The University of Maryland has produced a flying machine with only one wing - a monocopter! Evan Ulrich, its PhD student creator, modeled the micro air vehicle (MAV) on a maple seed samara. Using a propeller, the Samara MAV spins itself in a circle around the end of the wing, creating lift that causes it to fly. Small changes to the pitch of the wing allow Ulrich to control where it goes. Trust me, you've never seen anything like this before - check it out in the videos below.
The US military spends hundreds of millions on drones and drone-supported operations. Ulrich's Samara MAV is funded in part by DARPA's Nano-air Vehicle initiative which is aimed at expanding the diversity and applications of those drones. While we've seen various rotor-based unmanned aerial vehicles (UAVs) in the past, but this monocopter is unique. It makes a complete rotation several times per second, allowing an onboard camera to collect a full 360 panoramic view. With the right video software, the Samara MAV could provide extremely detailed and virtual 3D images of its environment. With its small size, thousands could be deployed in an area at relatively low cost.

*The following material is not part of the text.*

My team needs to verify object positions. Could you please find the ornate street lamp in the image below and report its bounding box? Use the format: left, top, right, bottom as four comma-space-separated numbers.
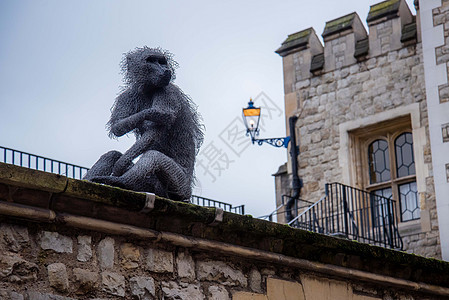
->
242, 97, 302, 222
242, 98, 290, 148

The following video gives an awesome history of how the Samara MAV, feel free to rock out.
In this second clip Ulrich discusses a few of the advantages of the MAV and its possible applications.
At the end of the second video, we see the view from an on board camera. Clearly that image would need to be processed (perhaps even taken with a different kind of a camera) in order to provide the panoramic observations I discussed above. Considering how quickly video technology advances however, I'm sure that the means to collect data from the MAV could be constructed rather soon, it if doesn't exist already.
The Samara is such a unique flying vehicle that the way it works can seem confusing. A propeller and weight sit on either end of a beam which is attached to the end of the single wing. That beam isn't an airfoil. Instead, it just provides the structural support to get the wing rotating. It's the wing which provides all the lift. Variations in wing pitch (controlled by a motor) and changes in propeller force can each cause the monocopter to move up and down. An autopilot system already allows the Samara MAV to maintain its own vertical position. Horizontal movement is controlled by precisely timed variations in wing orientation and speed at desired points along the MAV's rotation. There' s a patent pending, and more information on the Samara's flight can be found in this paper presented to the American Helicopter Society.
At first glance, the monocopter may seem like little more than a novelty. It's small, only nine grams with no dimension longer than 15 cm, and it can only sustain about 10 minutes of flight. If it is fully developed, however, the Samara could become the model for easily deployable, perhaps even disposable, spy drones. Drop the MAV from on high and let it auto-rotate down like a maple seed, using its short battery life to steer it as needed, while it spins and collects full 360 degree views of a battlefield. Or make them out of decomposable materials and use them to survey huge fields of wilderness. Hook them up to the Internet of things and they become invaluable, all-seeing monitors. The possibilities are there, though it is likely to take a long time to bring them to fruition. That's alright, Ulrich's been working on this thing for almost four years, what's a few more?